The FBI’s declassified file on Walt shows that they’d had a somewhat cozy relationship. Walt admired their work and the Bureau believed that Walt could be a very friendly asset if necessary. In the late 50s, Walt plotted out a short series for The Mickey Mouse Club that would follow young cub reporter Dirk Metzger’s journey to Washington. Segments were planned on the treasury, the White House and the Congress and a big chunk would be spent on the FBI. The Bureau became heavily involved with those scripts, demanding a whole laundry list of changes even after seeing the rough cuts. As far as Walt was concerned, nobody had final cut approval on his work except for Walt Disney, not even the FBI. So he canned the whole project. Moon Pilot isn’t exactly Swiftian in its satire of the Bureau but it certainly isn’t the piece of rah-rah propaganda he’d been planning before, either.

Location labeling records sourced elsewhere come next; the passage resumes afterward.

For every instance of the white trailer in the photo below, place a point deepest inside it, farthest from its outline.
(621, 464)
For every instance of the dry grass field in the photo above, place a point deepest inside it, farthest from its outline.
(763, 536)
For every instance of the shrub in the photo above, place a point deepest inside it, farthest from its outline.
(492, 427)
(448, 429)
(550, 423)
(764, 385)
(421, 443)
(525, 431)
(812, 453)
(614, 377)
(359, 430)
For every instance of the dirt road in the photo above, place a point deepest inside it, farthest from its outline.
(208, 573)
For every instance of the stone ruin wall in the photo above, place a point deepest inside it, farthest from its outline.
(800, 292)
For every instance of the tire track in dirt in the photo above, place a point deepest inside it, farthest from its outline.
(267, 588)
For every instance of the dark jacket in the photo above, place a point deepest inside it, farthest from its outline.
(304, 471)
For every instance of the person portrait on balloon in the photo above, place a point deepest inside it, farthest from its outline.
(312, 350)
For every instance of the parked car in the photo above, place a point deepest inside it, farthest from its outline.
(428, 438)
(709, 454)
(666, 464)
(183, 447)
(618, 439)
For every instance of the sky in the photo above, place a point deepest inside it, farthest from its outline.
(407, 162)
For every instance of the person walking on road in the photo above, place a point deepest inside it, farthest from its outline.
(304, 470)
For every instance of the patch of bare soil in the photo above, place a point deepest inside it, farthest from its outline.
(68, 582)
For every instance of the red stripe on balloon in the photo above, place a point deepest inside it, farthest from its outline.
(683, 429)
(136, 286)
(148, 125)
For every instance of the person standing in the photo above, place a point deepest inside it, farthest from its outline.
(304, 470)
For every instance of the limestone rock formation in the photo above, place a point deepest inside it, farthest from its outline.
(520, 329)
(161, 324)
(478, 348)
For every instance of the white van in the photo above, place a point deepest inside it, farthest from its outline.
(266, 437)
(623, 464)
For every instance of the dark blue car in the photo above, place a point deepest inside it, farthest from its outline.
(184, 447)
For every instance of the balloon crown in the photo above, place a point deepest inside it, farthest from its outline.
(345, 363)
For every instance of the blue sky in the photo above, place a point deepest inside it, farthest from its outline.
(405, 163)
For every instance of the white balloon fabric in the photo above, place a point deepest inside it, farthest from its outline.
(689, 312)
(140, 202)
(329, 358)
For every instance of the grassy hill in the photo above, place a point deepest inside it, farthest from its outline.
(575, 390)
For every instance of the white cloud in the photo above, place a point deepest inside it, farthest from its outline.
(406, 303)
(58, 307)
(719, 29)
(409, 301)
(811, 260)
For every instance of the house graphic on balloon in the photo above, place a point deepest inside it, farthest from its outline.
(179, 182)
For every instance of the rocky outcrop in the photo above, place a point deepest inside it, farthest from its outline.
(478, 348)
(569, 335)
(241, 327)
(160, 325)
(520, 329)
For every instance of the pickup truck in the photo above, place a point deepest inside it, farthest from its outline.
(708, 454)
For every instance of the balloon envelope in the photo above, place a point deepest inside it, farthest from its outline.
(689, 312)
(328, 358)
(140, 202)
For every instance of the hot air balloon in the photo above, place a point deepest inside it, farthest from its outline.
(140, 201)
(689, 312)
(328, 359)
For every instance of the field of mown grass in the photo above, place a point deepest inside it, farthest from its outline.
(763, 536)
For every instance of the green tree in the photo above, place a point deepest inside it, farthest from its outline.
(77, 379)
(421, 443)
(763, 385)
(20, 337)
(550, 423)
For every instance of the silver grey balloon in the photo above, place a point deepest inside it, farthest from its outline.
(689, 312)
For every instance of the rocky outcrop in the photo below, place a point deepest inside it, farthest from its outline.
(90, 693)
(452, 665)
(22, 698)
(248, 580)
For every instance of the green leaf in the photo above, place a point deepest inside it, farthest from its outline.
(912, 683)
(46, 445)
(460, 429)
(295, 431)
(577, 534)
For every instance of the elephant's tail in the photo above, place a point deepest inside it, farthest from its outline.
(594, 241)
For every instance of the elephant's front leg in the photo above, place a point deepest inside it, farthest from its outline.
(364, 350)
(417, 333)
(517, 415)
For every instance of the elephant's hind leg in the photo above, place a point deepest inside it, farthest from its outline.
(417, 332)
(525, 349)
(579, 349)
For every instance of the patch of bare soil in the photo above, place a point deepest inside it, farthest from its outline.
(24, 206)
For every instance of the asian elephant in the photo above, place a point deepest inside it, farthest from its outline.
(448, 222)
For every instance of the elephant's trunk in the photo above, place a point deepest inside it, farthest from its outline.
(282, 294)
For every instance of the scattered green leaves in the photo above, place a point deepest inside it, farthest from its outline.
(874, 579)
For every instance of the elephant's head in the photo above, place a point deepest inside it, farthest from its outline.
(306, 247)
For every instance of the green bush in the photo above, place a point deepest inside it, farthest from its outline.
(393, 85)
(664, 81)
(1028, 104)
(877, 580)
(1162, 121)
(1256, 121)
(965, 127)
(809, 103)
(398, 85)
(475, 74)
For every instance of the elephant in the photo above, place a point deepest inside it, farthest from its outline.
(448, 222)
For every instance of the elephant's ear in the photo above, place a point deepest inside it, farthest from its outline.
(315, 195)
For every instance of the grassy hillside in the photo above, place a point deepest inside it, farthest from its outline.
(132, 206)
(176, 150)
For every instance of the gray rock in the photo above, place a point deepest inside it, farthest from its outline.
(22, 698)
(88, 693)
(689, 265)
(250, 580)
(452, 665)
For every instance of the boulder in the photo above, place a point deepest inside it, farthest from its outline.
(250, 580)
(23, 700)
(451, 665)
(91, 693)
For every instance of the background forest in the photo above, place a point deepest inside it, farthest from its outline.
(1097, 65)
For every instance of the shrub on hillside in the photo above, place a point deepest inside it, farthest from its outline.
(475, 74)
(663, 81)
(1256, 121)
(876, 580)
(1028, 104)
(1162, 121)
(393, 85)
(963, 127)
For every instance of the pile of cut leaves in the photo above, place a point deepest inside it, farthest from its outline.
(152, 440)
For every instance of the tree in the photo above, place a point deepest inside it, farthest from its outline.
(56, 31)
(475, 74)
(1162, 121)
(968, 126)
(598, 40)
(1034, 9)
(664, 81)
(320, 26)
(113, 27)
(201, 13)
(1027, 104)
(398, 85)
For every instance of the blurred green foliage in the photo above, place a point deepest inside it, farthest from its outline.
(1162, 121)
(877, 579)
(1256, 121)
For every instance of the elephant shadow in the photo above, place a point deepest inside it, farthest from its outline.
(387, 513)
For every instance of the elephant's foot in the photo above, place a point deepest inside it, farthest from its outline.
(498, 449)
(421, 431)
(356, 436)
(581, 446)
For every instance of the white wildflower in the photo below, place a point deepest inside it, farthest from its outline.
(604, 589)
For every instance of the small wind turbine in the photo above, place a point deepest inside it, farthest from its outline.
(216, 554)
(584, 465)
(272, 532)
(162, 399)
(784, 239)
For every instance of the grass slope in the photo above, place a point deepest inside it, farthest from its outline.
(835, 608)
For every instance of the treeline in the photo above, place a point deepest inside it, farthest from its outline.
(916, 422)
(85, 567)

While Walt would continue to dabble with science fiction, primarily through his gimmick comedies, it’s a little surprising that he didn’t return to outer space in his lifetime. It’ll be quite some time before we see another rocket or spaceship in this column. That’s kind of a shame. The Disneyland episodes suggest that Walt could have made a very good, serious movie on the subject. Although to be honest, I’d be happy if he’d simply made a more successful comedy.